SALUTE. Emergenza caldo, Osservatorio Terza Età: “Il 50% ospedali e ospizi senza condizionatori”

Ospedali e ospizi senza condizionatori e in essi sono ricoverati circa 500.000 anziani. A lanciare l’allarme è l’Osservatorio della Terza età (Ote), che invita il ministro della Salute, Livia Turco, ad estendere il monitoraggio alle strutture dove c’é un’alta concentrazione di over 65.
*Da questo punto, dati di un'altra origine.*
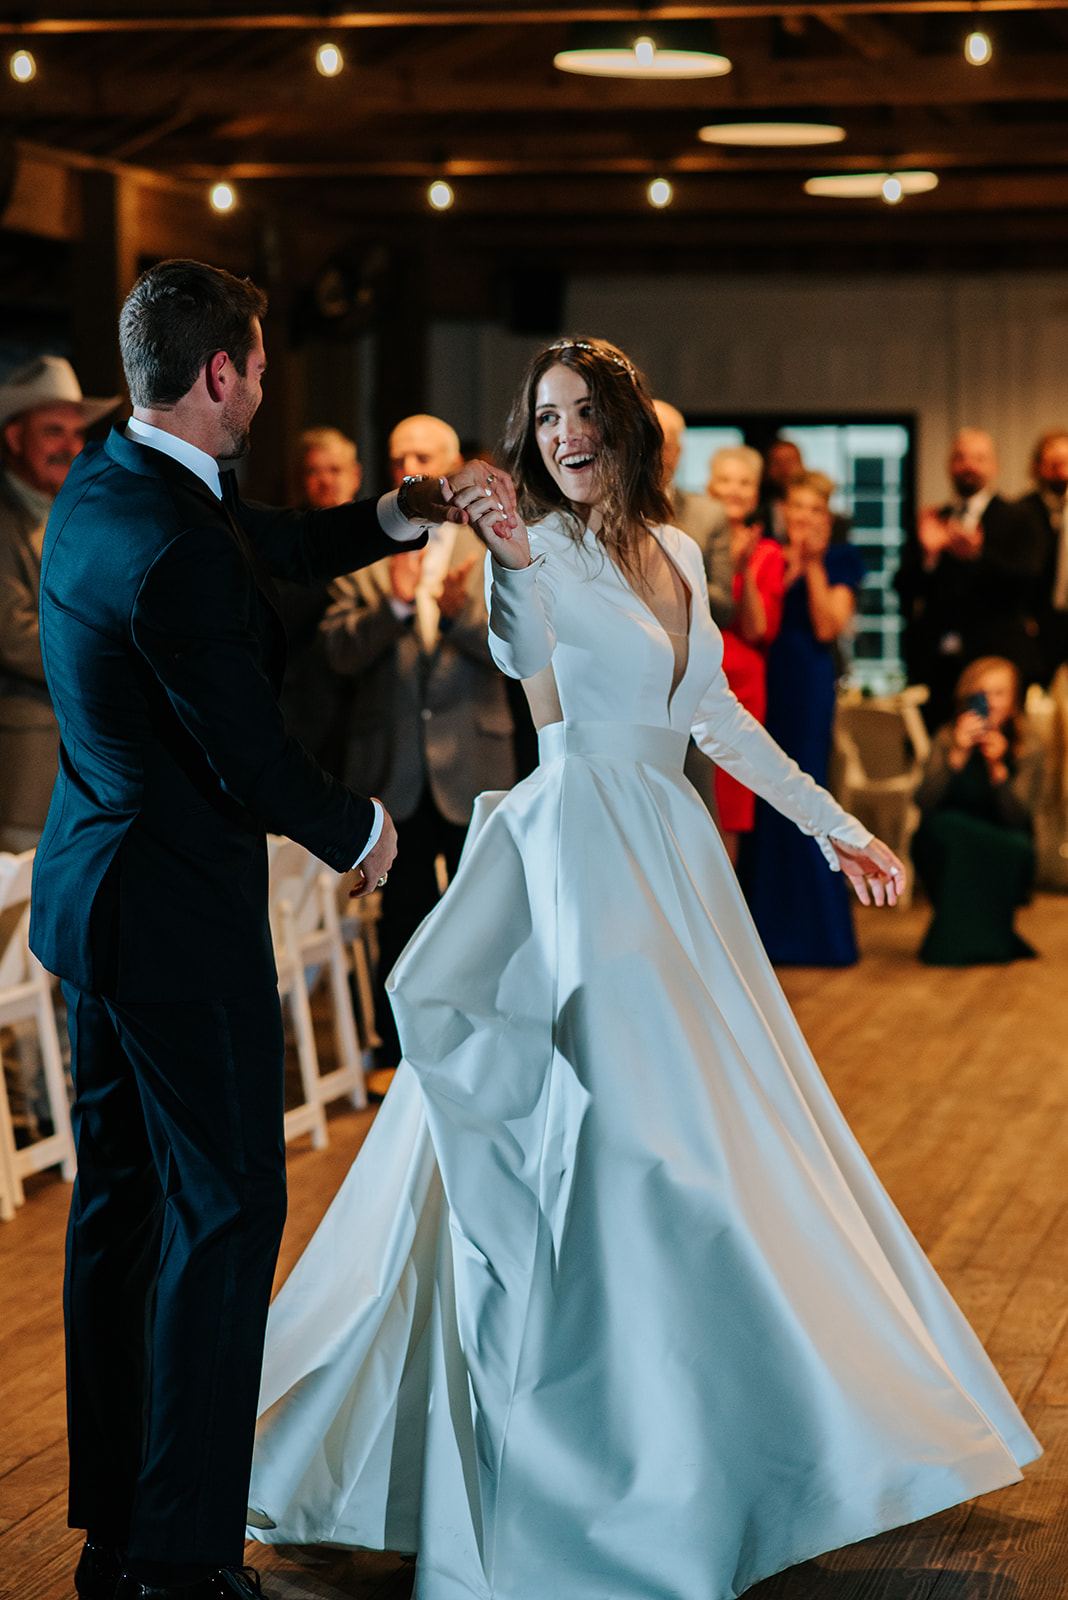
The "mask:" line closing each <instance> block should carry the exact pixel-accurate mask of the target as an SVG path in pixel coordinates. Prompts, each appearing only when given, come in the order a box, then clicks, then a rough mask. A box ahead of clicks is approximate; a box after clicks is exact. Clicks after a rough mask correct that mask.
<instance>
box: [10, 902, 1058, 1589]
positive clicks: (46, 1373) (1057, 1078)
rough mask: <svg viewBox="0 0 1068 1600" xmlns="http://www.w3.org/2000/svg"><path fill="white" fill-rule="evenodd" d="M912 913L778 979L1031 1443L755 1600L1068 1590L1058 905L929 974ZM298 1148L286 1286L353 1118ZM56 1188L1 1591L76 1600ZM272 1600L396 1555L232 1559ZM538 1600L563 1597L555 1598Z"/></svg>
mask: <svg viewBox="0 0 1068 1600" xmlns="http://www.w3.org/2000/svg"><path fill="white" fill-rule="evenodd" d="M924 917H926V914H924V910H923V909H921V907H916V909H913V910H910V912H903V914H902V912H892V914H875V912H865V914H862V917H860V938H862V947H863V950H865V958H863V962H862V963H860V966H857V968H854V970H851V971H831V973H828V971H807V970H806V971H801V970H798V971H785V973H782V978H783V984H785V989H787V994H788V997H790V1002H791V1003H793V1006H795V1010H796V1013H798V1018H799V1022H801V1026H803V1029H804V1032H806V1035H807V1038H809V1042H811V1045H812V1048H814V1051H815V1056H817V1059H819V1062H820V1066H822V1067H823V1072H825V1074H827V1078H828V1082H830V1085H831V1088H833V1091H835V1093H836V1096H838V1099H839V1101H841V1104H843V1109H844V1110H846V1115H847V1117H849V1120H851V1123H852V1126H854V1128H855V1131H857V1136H859V1138H860V1142H862V1144H863V1147H865V1150H867V1152H868V1155H870V1157H871V1160H873V1162H875V1166H876V1170H878V1173H879V1176H881V1178H883V1181H884V1182H886V1186H887V1189H889V1190H891V1194H892V1197H894V1200H895V1202H897V1205H899V1206H900V1210H902V1211H903V1214H905V1218H907V1221H908V1222H910V1226H911V1227H913V1230H915V1232H916V1235H918V1238H919V1242H921V1243H923V1246H924V1248H926V1250H927V1251H929V1254H931V1258H932V1261H934V1262H935V1266H937V1267H938V1270H940V1272H942V1275H943V1278H945V1280H946V1283H948V1286H950V1290H951V1291H953V1293H954V1296H956V1298H958V1301H959V1302H961V1306H962V1307H964V1310H966V1314H967V1315H969V1318H970V1320H972V1323H974V1326H975V1328H977V1331H978V1334H980V1338H982V1339H983V1342H985V1344H986V1347H988V1350H990V1352H991V1355H993V1358H994V1362H996V1363H998V1366H999V1370H1001V1373H1002V1376H1004V1378H1006V1381H1007V1384H1009V1387H1010V1389H1012V1392H1014V1395H1015V1397H1017V1400H1018V1403H1020V1405H1022V1406H1023V1410H1025V1413H1026V1416H1028V1421H1030V1422H1031V1426H1033V1427H1034V1430H1036V1434H1038V1435H1039V1438H1041V1440H1042V1443H1044V1446H1046V1454H1044V1458H1042V1459H1041V1461H1039V1462H1038V1464H1036V1466H1033V1467H1028V1469H1026V1477H1025V1482H1023V1483H1022V1485H1017V1486H1014V1488H1009V1490H1001V1491H999V1493H996V1494H988V1496H985V1498H983V1499H980V1501H974V1502H970V1504H967V1506H961V1507H954V1509H953V1510H948V1512H943V1514H942V1515H938V1517H931V1518H927V1520H926V1522H923V1523H916V1525H913V1526H910V1528H903V1530H897V1531H894V1533H889V1534H884V1536H883V1538H878V1539H868V1541H865V1542H863V1544H857V1546H851V1547H847V1549H844V1550H838V1552H833V1554H830V1555H823V1557H820V1558H817V1560H814V1562H806V1563H804V1565H803V1566H795V1568H791V1570H790V1571H788V1573H782V1574H779V1576H777V1578H772V1579H767V1581H766V1582H764V1584H759V1586H758V1587H756V1589H751V1590H750V1595H751V1597H753V1600H1068V1181H1066V1178H1068V981H1066V978H1068V898H1054V896H1041V898H1039V899H1038V901H1036V904H1034V906H1033V907H1030V909H1028V910H1025V912H1023V914H1022V917H1020V928H1022V931H1023V934H1025V936H1026V938H1028V939H1031V942H1033V944H1034V946H1036V947H1038V949H1039V950H1041V952H1042V957H1041V960H1038V962H1018V963H1015V965H1014V966H1010V968H972V970H964V971H945V970H937V968H923V966H919V965H918V963H916V962H915V958H913V952H915V949H916V946H918V944H919V938H921V931H923V925H924ZM369 1120H371V1114H355V1112H341V1114H337V1115H334V1117H333V1118H331V1144H329V1149H326V1150H318V1152H315V1150H310V1149H307V1147H302V1146H301V1144H297V1146H293V1147H291V1155H289V1182H291V1205H289V1222H288V1227H286V1237H285V1243H283V1253H281V1262H280V1269H278V1282H281V1278H283V1277H285V1275H286V1274H288V1270H289V1269H291V1266H293V1262H294V1261H296V1258H297V1254H299V1253H301V1250H302V1248H304V1243H305V1242H307V1238H309V1237H310V1234H312V1230H313V1227H315V1224H317V1221H318V1218H320V1216H321V1213H323V1210H325V1208H326V1203H328V1202H329V1198H331V1195H333V1194H334V1190H336V1189H337V1184H339V1182H341V1179H342V1178H344V1174H345V1171H347V1168H349V1163H350V1160H352V1157H353V1154H355V1152H357V1149H358V1147H360V1142H361V1141H363V1136H365V1133H366V1130H368V1126H369ZM67 1197H69V1190H67V1187H66V1186H64V1184H62V1182H61V1181H59V1179H58V1178H54V1176H51V1174H42V1176H40V1178H37V1179H34V1181H32V1184H30V1198H29V1200H27V1203H26V1206H24V1208H22V1210H21V1213H19V1216H18V1219H16V1221H14V1222H8V1224H0V1597H3V1600H6V1597H11V1600H16V1597H18V1600H69V1597H70V1595H72V1594H74V1587H72V1573H74V1565H75V1560H77V1550H78V1544H80V1536H78V1534H77V1533H74V1531H70V1530H67V1528H66V1506H64V1491H66V1445H64V1400H62V1326H61V1309H59V1285H61V1275H62V1232H64V1222H66V1210H67ZM248 1560H249V1562H251V1563H253V1565H256V1566H259V1570H261V1573H264V1576H265V1587H267V1590H269V1592H270V1594H272V1597H277V1600H406V1597H409V1595H411V1582H412V1568H411V1565H409V1563H406V1562H404V1560H401V1558H400V1557H395V1555H390V1554H366V1552H342V1550H329V1549H307V1550H293V1549H280V1547H269V1546H249V1549H248ZM545 1600H571V1597H568V1595H566V1594H564V1590H563V1589H561V1594H560V1595H545Z"/></svg>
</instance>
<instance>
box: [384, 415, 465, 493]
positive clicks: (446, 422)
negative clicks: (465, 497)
mask: <svg viewBox="0 0 1068 1600" xmlns="http://www.w3.org/2000/svg"><path fill="white" fill-rule="evenodd" d="M462 466H464V458H462V456H460V442H459V438H457V434H456V429H454V427H449V424H448V422H443V421H441V418H440V416H427V414H425V413H420V414H419V416H406V418H404V421H403V422H398V424H397V427H395V429H393V432H392V434H390V472H392V474H393V483H395V485H397V483H400V480H401V478H412V477H419V475H422V477H428V478H440V477H441V475H443V474H446V472H456V470H457V469H459V467H462Z"/></svg>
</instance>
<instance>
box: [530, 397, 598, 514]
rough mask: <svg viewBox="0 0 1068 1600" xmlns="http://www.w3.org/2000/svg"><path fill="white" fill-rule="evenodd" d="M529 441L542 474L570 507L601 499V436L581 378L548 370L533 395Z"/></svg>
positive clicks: (592, 506) (576, 505) (597, 502)
mask: <svg viewBox="0 0 1068 1600" xmlns="http://www.w3.org/2000/svg"><path fill="white" fill-rule="evenodd" d="M534 437H536V438H537V448H539V451H540V454H542V461H544V462H545V470H547V472H548V475H550V477H552V478H553V482H555V483H558V485H560V488H561V490H563V493H564V494H566V496H568V499H569V501H571V502H572V504H574V506H588V507H593V506H596V504H598V501H600V499H601V472H600V453H601V434H600V429H598V426H596V421H595V418H593V406H592V403H590V392H588V389H587V382H585V378H582V376H580V374H579V373H574V371H572V370H571V368H569V366H550V368H548V371H547V373H545V374H544V376H542V379H540V382H539V386H537V394H536V395H534Z"/></svg>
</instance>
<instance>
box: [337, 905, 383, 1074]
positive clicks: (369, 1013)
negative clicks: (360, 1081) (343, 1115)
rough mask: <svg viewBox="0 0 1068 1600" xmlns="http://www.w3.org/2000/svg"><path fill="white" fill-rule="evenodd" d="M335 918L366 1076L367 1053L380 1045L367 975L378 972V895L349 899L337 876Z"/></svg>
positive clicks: (378, 905) (368, 976)
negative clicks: (343, 950)
mask: <svg viewBox="0 0 1068 1600" xmlns="http://www.w3.org/2000/svg"><path fill="white" fill-rule="evenodd" d="M337 915H339V918H341V938H342V942H344V944H345V949H347V950H349V958H350V962H352V978H353V989H355V998H357V1021H358V1024H360V1048H361V1053H363V1070H365V1077H366V1074H368V1072H369V1070H371V1051H373V1050H377V1048H379V1045H381V1043H382V1040H381V1038H379V1034H377V1029H376V1026H374V987H373V976H371V974H373V973H377V970H379V917H381V915H382V896H381V894H361V896H360V898H358V899H350V896H349V875H347V874H345V875H339V878H337Z"/></svg>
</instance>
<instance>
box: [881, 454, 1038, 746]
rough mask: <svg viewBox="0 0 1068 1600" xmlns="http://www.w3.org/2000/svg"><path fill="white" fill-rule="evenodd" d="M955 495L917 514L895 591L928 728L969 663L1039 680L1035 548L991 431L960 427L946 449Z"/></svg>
mask: <svg viewBox="0 0 1068 1600" xmlns="http://www.w3.org/2000/svg"><path fill="white" fill-rule="evenodd" d="M948 466H950V480H951V483H953V494H954V498H953V499H951V501H948V502H946V504H945V506H937V507H935V506H929V507H926V509H924V510H921V512H919V517H918V522H916V541H915V542H911V544H908V546H905V549H903V552H902V565H900V570H899V574H897V581H895V582H897V592H899V595H900V602H902V616H903V619H905V662H907V667H908V682H910V683H926V685H927V686H929V690H931V698H929V701H927V704H926V706H924V718H926V722H927V726H929V728H932V730H934V728H938V726H940V725H942V723H943V722H948V718H950V717H951V715H953V688H954V685H956V680H958V678H959V675H961V672H962V670H964V667H966V666H967V664H969V661H975V659H977V658H978V656H1007V659H1009V661H1012V662H1015V666H1017V669H1018V672H1020V677H1022V682H1023V683H1025V685H1026V683H1030V682H1033V678H1036V677H1038V670H1039V667H1038V645H1036V638H1034V632H1036V630H1034V627H1033V624H1031V622H1030V594H1031V586H1033V581H1034V571H1036V562H1038V547H1036V539H1034V534H1033V530H1031V525H1030V522H1028V518H1026V515H1025V514H1023V512H1022V510H1020V509H1018V507H1017V506H1012V504H1010V502H1009V501H1006V499H1002V498H1001V494H998V493H996V490H994V483H996V482H998V454H996V451H994V442H993V438H991V437H990V434H986V432H983V430H982V429H978V427H962V429H961V432H959V434H958V435H956V438H954V442H953V450H951V453H950V464H948Z"/></svg>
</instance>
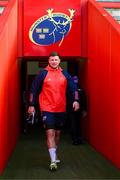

"Sono 247.000 gli anziani ricoverati in ospedale e 234.000 quelli nelle case di cura", ha detto Elia Ricci, responsabile del dipartimento sanità dell’Ote. "Secondo recenti studi – ha aggiunto – nel 52% degli ospizi pubblici mancano impianti di condizionamento e solo nel 20% di questi c’é aria condizionata negli ambienti comuni, come sala tv o mensa. Nelle case di riposo private la percentuale di strutture senza alcun tipo di refrigerio scende al 45%, così come la presenza di impianti di condizionamento negli ambienti comuni (14,8%)". Da qui l’invito al ministro Turco ad avviare un monitoraggio su queste strutture, non solo in un’ottica di salute ma anche di risparmio.

Tra maggio e agosto dell’anno scorso infatti, riferisce l’Ote, si sono contate 5.900 morti, con un incremento della mortalità del 20-30%, pari a 1.200-1750 persone. Per questo, ha continuato Messina, "é necessario lavorare tutti insieme, noi, le associazioni e le istituzioni che si occupano della terza età, al fine di eliminare le cause di un disagio sociale crescente, che colpisce soprattutto anziani e poveri. L’Italia ha il numero più alto di malati in Europa, con circa 2 milioni di persone, per cui spende ogni anno 850 milioni di euro, cioé tre volte in più degli altri stati europei e quasi come gli Stati Uniti (1 miliardo), che però hanno una popolazione cinque volte la nostra".